En sa demeure, Conchobar pensait à Deirdre.

- Qui veut aller à la Branche Rouge pour me dire si Deirdre a conservé la beauté qui faisait d'elle la reine du monde ?

Lavarcame fit signe qu'elle était prête à y aller.

Elle aimait les fils d'Usna et sa chère Deirdre, quelle avait élevée. Elle les couvrit de caresses, au milieu de ses larmes. Et elle leur dit

- Enfants aimés, c'est une nuit de traîtrise qui se prépare. Le roi a résolu votre mort. Tâchez de résister jusqu'à l'arrivée de Fergus et de ses hommes.

Et elle partit toute pleurante. Ses larmes séchées, elle dit au roi :

- Bonnes et fâcheuses nouvelles je t'apporte. Les trois torches de valeur que sont les fils d'Usna te sont rendus et ils te vaudront le souverain pouvoir de toute l'Irlande. Quant à Deirdre, elle n'est plus ce quelle était : ses jeunes formes se sont évanouies et la royale splendeur de son visage.

Le roi écoutait, confiant et méfiant. Sa jalousie en son cœur montait et descendait comme marée en caverne de mer.

Soudain, il appela un des chevaliers, Trendorn.

- Sais-tu, lui dit-il, qui a tué ton père en combat singulier ?

- Oui, fit l'autre. C'est Naisi qui le tua.

- Va donc à la Branche Rouge et me mande nouvelles de Naisi et de Deirdre.

Trouvant les portes et les fenêtres fermées, Trendorn prit peur. Il allait tourner les talons quand il aperçut un oeil-de-boeuf laissé entrouvert. Il grimpa sur une échelle qui lui permit de voir la grand' salle, les guerriers faisant leurs apprêts, et Naisi avec Deirdre, tous deux penchés sur leur échiquier. Levant les yeux sur son partenaire pour l'inciter à jouer, Deirdre aperçut la face qui les épiait. Elle toucha le bras de Naisi qui soulevait un pion. Il suivit la direction de son regard et visant d'un oeil sûr, il lança la pièce et creva l'oeil de Trendorn.

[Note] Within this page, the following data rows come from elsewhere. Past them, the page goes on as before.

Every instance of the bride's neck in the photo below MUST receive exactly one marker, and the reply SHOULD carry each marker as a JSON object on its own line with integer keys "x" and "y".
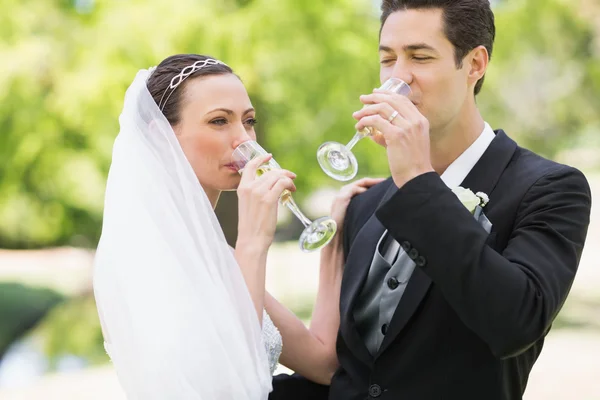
{"x": 213, "y": 196}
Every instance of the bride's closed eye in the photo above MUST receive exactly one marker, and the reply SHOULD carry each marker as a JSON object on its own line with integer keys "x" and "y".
{"x": 251, "y": 122}
{"x": 218, "y": 121}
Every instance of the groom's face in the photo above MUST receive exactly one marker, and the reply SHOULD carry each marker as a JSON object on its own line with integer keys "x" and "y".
{"x": 414, "y": 48}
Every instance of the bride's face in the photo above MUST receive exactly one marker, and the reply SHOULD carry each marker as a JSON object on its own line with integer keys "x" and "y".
{"x": 216, "y": 116}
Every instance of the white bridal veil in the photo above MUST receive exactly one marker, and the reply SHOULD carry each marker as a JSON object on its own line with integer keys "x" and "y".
{"x": 177, "y": 316}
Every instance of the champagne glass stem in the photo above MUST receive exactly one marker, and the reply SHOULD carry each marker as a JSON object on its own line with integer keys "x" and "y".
{"x": 293, "y": 207}
{"x": 355, "y": 139}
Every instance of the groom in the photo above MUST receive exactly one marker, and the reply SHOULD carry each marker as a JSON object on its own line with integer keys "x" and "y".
{"x": 436, "y": 304}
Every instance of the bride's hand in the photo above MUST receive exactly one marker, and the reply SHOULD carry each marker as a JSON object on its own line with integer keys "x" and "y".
{"x": 346, "y": 193}
{"x": 258, "y": 200}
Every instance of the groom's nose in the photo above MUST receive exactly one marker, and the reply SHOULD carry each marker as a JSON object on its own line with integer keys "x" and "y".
{"x": 403, "y": 72}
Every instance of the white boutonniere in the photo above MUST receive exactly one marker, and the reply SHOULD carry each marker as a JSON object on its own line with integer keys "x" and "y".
{"x": 469, "y": 199}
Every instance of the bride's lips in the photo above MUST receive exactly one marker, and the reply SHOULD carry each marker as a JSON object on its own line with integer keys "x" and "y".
{"x": 231, "y": 166}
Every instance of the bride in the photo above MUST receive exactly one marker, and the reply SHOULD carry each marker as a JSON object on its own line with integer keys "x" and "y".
{"x": 183, "y": 315}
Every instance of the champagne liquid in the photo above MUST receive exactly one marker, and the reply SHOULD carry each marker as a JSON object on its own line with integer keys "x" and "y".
{"x": 286, "y": 195}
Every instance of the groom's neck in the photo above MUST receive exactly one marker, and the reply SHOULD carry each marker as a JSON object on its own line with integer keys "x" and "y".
{"x": 449, "y": 142}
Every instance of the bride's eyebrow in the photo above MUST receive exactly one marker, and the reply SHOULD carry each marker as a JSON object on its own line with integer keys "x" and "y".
{"x": 226, "y": 110}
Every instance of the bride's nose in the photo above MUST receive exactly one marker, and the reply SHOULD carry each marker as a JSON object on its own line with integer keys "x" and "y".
{"x": 242, "y": 136}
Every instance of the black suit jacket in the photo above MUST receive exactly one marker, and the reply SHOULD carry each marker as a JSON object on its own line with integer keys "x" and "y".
{"x": 472, "y": 320}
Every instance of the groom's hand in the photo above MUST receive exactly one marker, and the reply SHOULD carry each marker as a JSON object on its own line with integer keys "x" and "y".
{"x": 405, "y": 133}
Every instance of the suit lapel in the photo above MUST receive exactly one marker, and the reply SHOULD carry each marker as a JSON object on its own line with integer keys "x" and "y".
{"x": 483, "y": 177}
{"x": 356, "y": 271}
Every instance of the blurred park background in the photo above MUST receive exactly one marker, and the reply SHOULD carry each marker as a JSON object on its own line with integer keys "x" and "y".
{"x": 65, "y": 65}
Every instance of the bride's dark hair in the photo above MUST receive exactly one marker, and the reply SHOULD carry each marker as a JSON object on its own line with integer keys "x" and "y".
{"x": 170, "y": 67}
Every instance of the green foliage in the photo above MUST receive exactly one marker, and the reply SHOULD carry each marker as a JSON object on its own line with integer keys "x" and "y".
{"x": 66, "y": 65}
{"x": 73, "y": 328}
{"x": 21, "y": 308}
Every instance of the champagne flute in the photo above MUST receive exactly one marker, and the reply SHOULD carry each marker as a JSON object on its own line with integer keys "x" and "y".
{"x": 337, "y": 160}
{"x": 316, "y": 234}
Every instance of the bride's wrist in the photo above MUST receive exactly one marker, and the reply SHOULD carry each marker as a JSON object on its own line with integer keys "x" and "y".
{"x": 252, "y": 245}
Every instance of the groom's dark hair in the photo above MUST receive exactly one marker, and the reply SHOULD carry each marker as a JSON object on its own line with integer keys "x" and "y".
{"x": 170, "y": 67}
{"x": 467, "y": 23}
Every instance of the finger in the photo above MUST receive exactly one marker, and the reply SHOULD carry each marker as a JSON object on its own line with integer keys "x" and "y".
{"x": 383, "y": 109}
{"x": 282, "y": 184}
{"x": 249, "y": 172}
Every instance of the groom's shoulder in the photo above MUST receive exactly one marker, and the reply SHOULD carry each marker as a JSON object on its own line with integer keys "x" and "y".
{"x": 532, "y": 167}
{"x": 528, "y": 168}
{"x": 366, "y": 203}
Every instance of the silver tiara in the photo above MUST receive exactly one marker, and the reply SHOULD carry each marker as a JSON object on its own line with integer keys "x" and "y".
{"x": 187, "y": 71}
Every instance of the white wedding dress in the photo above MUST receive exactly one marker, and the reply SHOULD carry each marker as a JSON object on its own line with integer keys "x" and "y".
{"x": 271, "y": 338}
{"x": 177, "y": 317}
{"x": 273, "y": 341}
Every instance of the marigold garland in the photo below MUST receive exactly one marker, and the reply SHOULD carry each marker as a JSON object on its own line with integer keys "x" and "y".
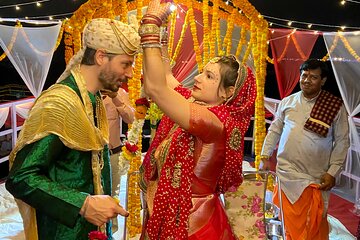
{"x": 206, "y": 37}
{"x": 242, "y": 41}
{"x": 181, "y": 39}
{"x": 228, "y": 36}
{"x": 214, "y": 25}
{"x": 249, "y": 20}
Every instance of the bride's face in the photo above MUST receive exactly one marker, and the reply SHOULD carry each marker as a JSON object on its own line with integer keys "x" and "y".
{"x": 206, "y": 87}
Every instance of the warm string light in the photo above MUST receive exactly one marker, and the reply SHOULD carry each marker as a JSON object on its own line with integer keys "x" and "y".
{"x": 350, "y": 1}
{"x": 305, "y": 25}
{"x": 193, "y": 30}
{"x": 18, "y": 5}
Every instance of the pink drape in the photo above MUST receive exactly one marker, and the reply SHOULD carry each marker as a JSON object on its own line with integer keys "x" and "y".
{"x": 290, "y": 49}
{"x": 186, "y": 61}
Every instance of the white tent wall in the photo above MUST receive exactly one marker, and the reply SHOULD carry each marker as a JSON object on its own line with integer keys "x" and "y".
{"x": 343, "y": 49}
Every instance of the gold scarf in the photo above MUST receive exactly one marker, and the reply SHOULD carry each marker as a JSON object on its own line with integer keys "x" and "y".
{"x": 60, "y": 111}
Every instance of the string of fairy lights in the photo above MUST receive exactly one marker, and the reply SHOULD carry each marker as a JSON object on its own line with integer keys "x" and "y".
{"x": 273, "y": 21}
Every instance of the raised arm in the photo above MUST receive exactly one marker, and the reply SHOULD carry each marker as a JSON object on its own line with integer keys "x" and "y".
{"x": 155, "y": 80}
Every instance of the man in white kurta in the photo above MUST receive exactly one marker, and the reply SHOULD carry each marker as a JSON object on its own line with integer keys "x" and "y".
{"x": 305, "y": 157}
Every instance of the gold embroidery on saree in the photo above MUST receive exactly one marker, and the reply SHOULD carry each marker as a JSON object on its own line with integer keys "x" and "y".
{"x": 235, "y": 139}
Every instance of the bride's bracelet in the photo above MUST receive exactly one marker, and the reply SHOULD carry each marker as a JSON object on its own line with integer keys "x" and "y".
{"x": 151, "y": 19}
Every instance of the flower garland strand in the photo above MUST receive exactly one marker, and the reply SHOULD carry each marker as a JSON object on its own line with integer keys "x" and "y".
{"x": 228, "y": 36}
{"x": 206, "y": 37}
{"x": 181, "y": 39}
{"x": 242, "y": 41}
{"x": 214, "y": 24}
{"x": 194, "y": 35}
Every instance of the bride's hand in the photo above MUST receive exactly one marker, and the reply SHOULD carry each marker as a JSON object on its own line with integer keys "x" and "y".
{"x": 160, "y": 10}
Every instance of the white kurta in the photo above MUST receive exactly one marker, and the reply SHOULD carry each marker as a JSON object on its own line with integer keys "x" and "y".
{"x": 303, "y": 156}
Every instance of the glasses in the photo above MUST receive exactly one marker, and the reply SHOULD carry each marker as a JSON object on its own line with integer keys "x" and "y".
{"x": 310, "y": 77}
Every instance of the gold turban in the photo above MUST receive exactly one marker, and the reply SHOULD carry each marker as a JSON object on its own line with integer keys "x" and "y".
{"x": 111, "y": 35}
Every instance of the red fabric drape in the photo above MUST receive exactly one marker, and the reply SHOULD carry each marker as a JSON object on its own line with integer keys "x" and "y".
{"x": 289, "y": 50}
{"x": 186, "y": 61}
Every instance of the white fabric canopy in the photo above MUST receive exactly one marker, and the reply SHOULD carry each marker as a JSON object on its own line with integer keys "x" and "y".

Hurlant de douleur et de rage, le traître dit au roi

- Les fils d'Usna siègent à la Branche Rouge comme s'ils en étaient les rois. Quant à Deirdre, elle est toujours une reine de grâce et de beauté.

A ces paroles, la jalousie de Conchobar reflamba de plus belle et il prit toutes les mesures pour que les fils d'Usna ne puissent échapper à leur destin. Il donna l'ordre à ses mercenaires d'assaillir la maison de la Branche Rouge et de lui amener les fils d'Usna, morts ou vifs.

Les murs et les huis de cœur de chêne soutinrent vaillamment l'assaut. Alors les soldats entassèrent tout autour des ronces et des piles de bois, auxquelles ils mirent le feu. Bientôt les flammes s'élevèrent de toutes parts. Les fils d'Usna tinrent conseil. Buinn, le fils aîné de Fergus, s'avança et dit :

- C'est à moi qu'il appartient de repousser le premier assaut, car je suis ici votre garant en lieu et place de mon père.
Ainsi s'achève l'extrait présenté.